Many Abacoans evacuated before Dorian by plane and ships; with thousands housed in one seven shelters on New Providence Island; now only one shelter remains partially open. Others took temporary shelter in Florida and elsewhere.

Elliott said that only during the Christmas week did an uptick of Abacoans return to have a look at their damaged homes and visit family members who stayed behind, while others have decided to stay away from Abaco indefinitely.

He noted that he spent several days visiting Marsh Harbor to take the time necessary to be with residents and talk with them. They need counseling, he said, “because the folks are really traumatized.”

“The entire weekend I spent there was talking about Dorian, everybody wants to tell their story about Dorian. It is amazing that when they begin to talk to you all of a sudden they just stop talking — they become overwhelmed and aren’t able to continue.”

Nassau Archbishop Patrick C. Pinder, who led a delegation of Archdiocese of Miami Catholic Charities senior staff on post-Hurricane Dorian tour of Abaco and Grand Bahamas Feb. 19-21, pointed out the near ruins that were once the primary and secondary school facilities at St. Frances de Sales Church, along with the Every Child Counts School for special needs students that remains closed.

The Archdiocese of Nassau launched its Each One Reach One initiative of its Bahamas Catholic Board of Education in support of some 220 students from Abaco and Grand Bahamas who enrolled in Catholic schools in and around the Bahamas capital of Nassau in New Providence.

Many Catholic school teachers and faculty from Abaco likewise been accommodated elsewhere in the Bahamas.
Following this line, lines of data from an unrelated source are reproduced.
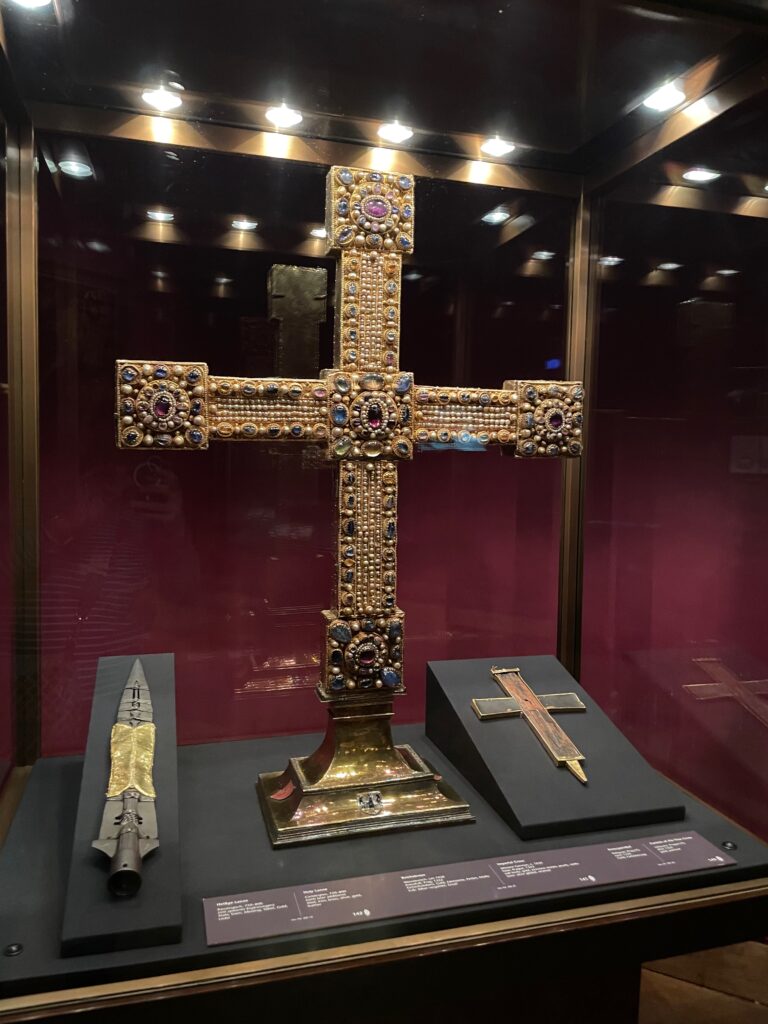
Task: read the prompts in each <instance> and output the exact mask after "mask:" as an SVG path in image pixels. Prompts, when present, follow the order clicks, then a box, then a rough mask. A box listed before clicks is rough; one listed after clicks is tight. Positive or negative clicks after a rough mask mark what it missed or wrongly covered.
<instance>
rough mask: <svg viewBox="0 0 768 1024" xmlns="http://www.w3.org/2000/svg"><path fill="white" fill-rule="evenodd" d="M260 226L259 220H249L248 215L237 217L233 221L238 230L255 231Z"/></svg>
mask: <svg viewBox="0 0 768 1024" xmlns="http://www.w3.org/2000/svg"><path fill="white" fill-rule="evenodd" d="M258 226H259V222H258V221H257V220H249V219H248V217H236V218H234V220H233V221H232V227H233V228H234V230H236V231H255V230H256V228H257V227H258Z"/></svg>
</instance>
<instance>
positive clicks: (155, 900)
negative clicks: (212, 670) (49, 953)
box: [61, 654, 181, 956]
mask: <svg viewBox="0 0 768 1024" xmlns="http://www.w3.org/2000/svg"><path fill="white" fill-rule="evenodd" d="M136 657H140V658H141V664H142V665H143V667H144V673H145V675H146V681H147V684H148V686H150V692H151V694H152V702H153V712H154V716H155V724H156V726H157V734H156V742H155V766H154V771H153V775H154V780H155V788H156V791H157V794H158V800H157V813H158V828H159V835H160V848H159V849H158V850H155V851H153V852H152V853H150V854H148V855H147V856H146V858H145V859H144V861H143V864H142V879H143V881H142V885H141V888H140V889H139V891H138V893H137V894H136V895H135V896H131V897H127V898H120V897H116V896H113V895H112V894H111V893H110V892H109V890H108V888H106V877H108V868H109V864H110V860H109V858H108V857H105V856H104V854H102V853H99V852H98V851H97V850H94V849H93V848H92V847H91V842H92V841H93V840H94V839H96V837H97V835H98V829H99V825H100V823H101V814H102V811H103V806H104V792H105V790H106V782H108V779H109V776H110V733H111V731H112V727H113V725H114V723H115V718H116V716H117V713H118V705H119V703H120V696H121V694H122V692H123V689H124V687H125V684H126V681H127V679H128V674H129V672H130V670H131V667H132V666H133V663H134V660H135V659H136ZM176 761H177V759H176V700H175V690H174V674H173V654H139V655H135V654H132V655H131V656H129V657H123V656H121V657H102V658H100V659H99V663H98V672H97V674H96V685H95V688H94V691H93V705H92V708H91V721H90V726H89V729H88V745H87V748H86V751H85V760H84V763H83V777H82V782H81V786H80V802H79V804H78V813H77V821H76V824H75V837H74V842H73V847H72V862H71V866H70V877H69V882H68V886H67V902H66V905H65V914H63V924H62V927H61V955H62V956H73V955H80V954H83V953H92V952H108V951H110V950H113V949H132V948H135V947H138V946H152V945H158V944H161V943H167V942H179V941H180V939H181V872H180V869H179V861H180V858H179V837H178V784H177V769H176Z"/></svg>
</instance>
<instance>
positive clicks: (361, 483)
mask: <svg viewBox="0 0 768 1024" xmlns="http://www.w3.org/2000/svg"><path fill="white" fill-rule="evenodd" d="M326 223H327V237H328V240H329V251H331V252H334V253H337V254H339V260H340V267H339V273H338V281H337V301H336V344H335V352H334V362H335V367H334V369H333V370H327V371H325V372H324V373H322V374H321V378H319V379H318V380H298V379H293V378H290V379H289V378H273V379H266V380H254V379H248V378H242V377H217V376H213V375H210V374H209V372H208V367H207V366H206V365H205V364H202V362H194V364H191V362H158V361H157V360H151V361H142V360H120V361H119V362H118V365H117V375H118V378H117V387H118V402H119V427H118V444H119V446H121V447H134V449H138V447H143V446H148V447H163V449H179V450H182V451H189V450H203V449H206V447H207V446H208V443H209V441H210V440H238V441H244V440H269V441H275V440H278V439H281V440H285V441H288V442H293V443H306V442H307V441H311V442H314V443H317V442H321V443H323V444H324V445H326V450H327V457H328V458H329V459H330V460H331V461H333V462H335V463H336V465H337V468H338V473H337V480H338V486H337V494H338V571H337V585H336V606H335V608H334V609H333V610H330V611H326V612H324V614H325V616H326V620H327V641H326V652H325V659H324V668H323V675H322V677H321V680H319V683H318V687H317V690H318V694H319V697H321V699H322V700H324V701H327V702H328V705H329V712H330V724H329V730H328V733H327V735H326V739H325V741H324V743H323V744H322V745H321V748H319V749H318V750H317V751H316V752H315V753H314V754H313V755H311V756H310V757H308V758H294V759H292V760H291V763H290V764H289V767H288V769H287V770H286V771H285V772H273V773H268V774H265V775H262V776H261V777H260V780H259V795H260V798H261V802H262V806H263V809H264V813H265V817H266V820H267V824H268V827H269V830H270V836H271V839H272V842H273V843H275V844H279V843H295V842H300V841H302V840H308V839H315V838H318V839H322V838H328V837H329V836H336V835H342V834H345V833H348V831H360V830H376V829H384V828H395V827H411V826H413V825H418V824H435V823H440V822H444V821H463V820H471V815H470V814H469V810H468V808H467V805H466V804H465V803H464V802H463V801H461V799H460V798H459V797H458V796H457V795H456V794H455V793H454V792H453V791H452V790H451V788H450V787H449V786H447V785H446V784H445V782H444V780H442V779H441V778H439V777H438V776H436V775H435V774H434V772H432V771H431V769H430V768H429V767H428V765H426V764H425V762H423V761H422V759H421V758H420V757H419V755H418V754H417V753H416V752H415V751H414V750H412V749H411V748H410V746H395V745H394V744H393V742H392V737H391V732H390V727H389V719H390V718H391V714H392V697H393V696H394V695H397V694H399V693H402V692H403V691H404V687H403V681H402V642H403V637H402V620H403V616H402V611H401V610H400V609H399V608H398V607H397V602H396V570H397V566H396V543H397V541H396V535H397V464H398V462H400V461H402V460H406V459H411V458H412V457H413V455H414V445H415V444H416V445H417V446H418V444H419V443H423V442H429V441H440V442H445V443H447V442H452V441H459V442H462V443H465V442H474V443H475V444H479V445H482V446H484V445H488V444H501V445H504V446H506V447H508V449H509V450H511V451H512V452H514V453H515V454H516V455H518V456H521V457H524V458H532V457H537V456H543V457H545V458H553V457H557V456H578V455H581V452H582V436H581V435H582V404H583V398H584V391H583V388H582V385H581V383H578V382H570V383H566V382H553V381H519V382H518V381H505V383H504V387H503V389H501V390H490V389H484V388H461V387H429V386H419V387H417V386H415V384H414V379H413V375H412V374H410V373H406V372H402V371H400V369H399V366H398V364H399V358H398V352H399V330H400V275H401V269H402V257H403V255H408V254H410V253H411V252H413V248H414V179H413V177H411V176H410V175H404V174H401V175H397V174H383V173H379V172H377V171H367V170H358V169H354V168H348V167H333V168H331V171H330V172H329V175H328V191H327V205H326Z"/></svg>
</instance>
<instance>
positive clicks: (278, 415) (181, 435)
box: [117, 359, 329, 450]
mask: <svg viewBox="0 0 768 1024" xmlns="http://www.w3.org/2000/svg"><path fill="white" fill-rule="evenodd" d="M328 393H329V392H328V388H327V386H326V384H325V383H324V382H323V381H321V380H298V379H295V378H282V377H281V378H268V379H263V380H262V379H250V378H246V377H212V376H210V375H209V373H208V367H207V366H206V364H204V362H158V361H142V360H140V359H121V360H119V361H118V364H117V404H118V446H119V447H138V446H139V445H146V446H153V445H155V446H157V447H167V449H172V447H175V449H181V450H195V449H206V447H208V442H209V439H221V440H229V439H230V438H231V439H234V440H276V439H281V438H282V439H286V440H297V441H307V440H326V439H327V438H328V436H329V418H328Z"/></svg>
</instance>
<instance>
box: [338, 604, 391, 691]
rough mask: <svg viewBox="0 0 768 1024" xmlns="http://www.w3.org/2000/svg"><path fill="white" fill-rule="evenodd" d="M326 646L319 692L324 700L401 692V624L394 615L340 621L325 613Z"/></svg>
mask: <svg viewBox="0 0 768 1024" xmlns="http://www.w3.org/2000/svg"><path fill="white" fill-rule="evenodd" d="M325 615H326V622H327V644H326V659H325V666H324V674H323V680H322V682H321V687H319V689H321V693H322V694H323V695H324V696H325V697H339V696H360V695H365V694H370V693H372V692H377V691H378V692H385V693H387V692H388V693H402V692H403V690H404V687H403V684H402V622H403V615H402V612H401V611H400V610H399V609H395V610H394V613H391V614H389V615H385V616H382V615H379V616H373V615H372V616H365V615H364V616H361V617H359V618H353V620H347V618H339V617H337V616H336V615H335V613H334V612H333V611H326V612H325Z"/></svg>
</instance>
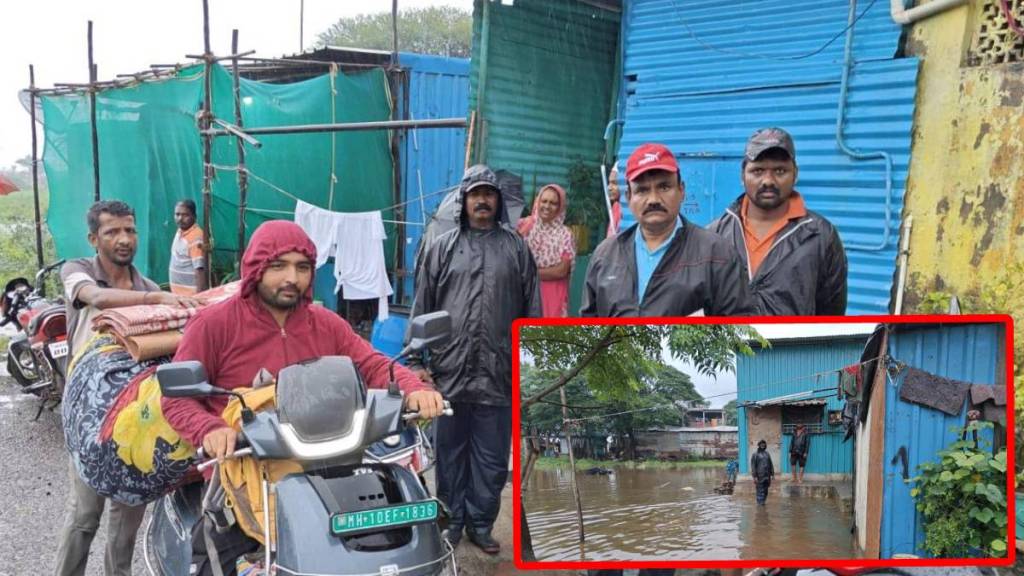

Volunteers from abroad have been making some preliminary repairs on the St. Frances de Sales school and the Nassau Archdiocese has made a public commitment to slowly restore the schools back into operation in phases relative to the population returning to Abaco.

Pinder told Peter Routsis-Arroyo, CEO of Catholic Charities Miami, and Msgr. Roberto Garza, board chairman for the agency, that much remains unknown about the prospect of getting back to normal in Abaco.

Although Catholic Charities Miami has been shipping donations of relief and rebuilding supplies to Grand Bahamas, the situation on the ground in Abaco, with no working infrastructure nor church staff yet in place, isn’t fully ready to receive donations. (South Florida Catholics contributed a record $700,000 toward the Catholic Charities Dorian relief fund.)

“While (St. Francis de Sales) church was damaged, it served as a shelter for weeks after hurricane, but it became difficult to immediately rebuild (in Abaco) because you had no utilities and no structure on the ground because you had no one to ship to. All the people you normally know on the ground were no longer there,” Pinder said.

“Because so many have evacuated and have no homes to come back to that has affected the recovery. There is no doubt about it but gradually Abaco is coming back,” he added.

Pinder also noted the Bahamian government has announced a major project to revitalize tourism in Abaco with a resort; the construction phase would employ 600 people, with a greater number expected to be hired once it’s operational. There also is a series of temporary dome-structured housing units being readied for workers.

The archbishop said he also is committed to rebuilding Sts. Mary and Andrew Church in Treasure Cay; a Miami design firm has already drafted plans for the new structure. But he wonders what the “spark” will be needed to stimulate a rejuvenation of this little piece of the Bahamas.

“If the economy begins to regenerate itself, it will attract other people too. The real question is what is the ignition factor; what is it that will happen to make things kick off,” the archbishop said.

“I know the grocery store and some other business are functioning again, but I have seen a report that says 11% of businesses here will not function again, so the big question is what will be the driver to get things going again,” the archbishop said.

Tracy writes for the Florida Catholic, newspaper of the Archdiocese of Miami.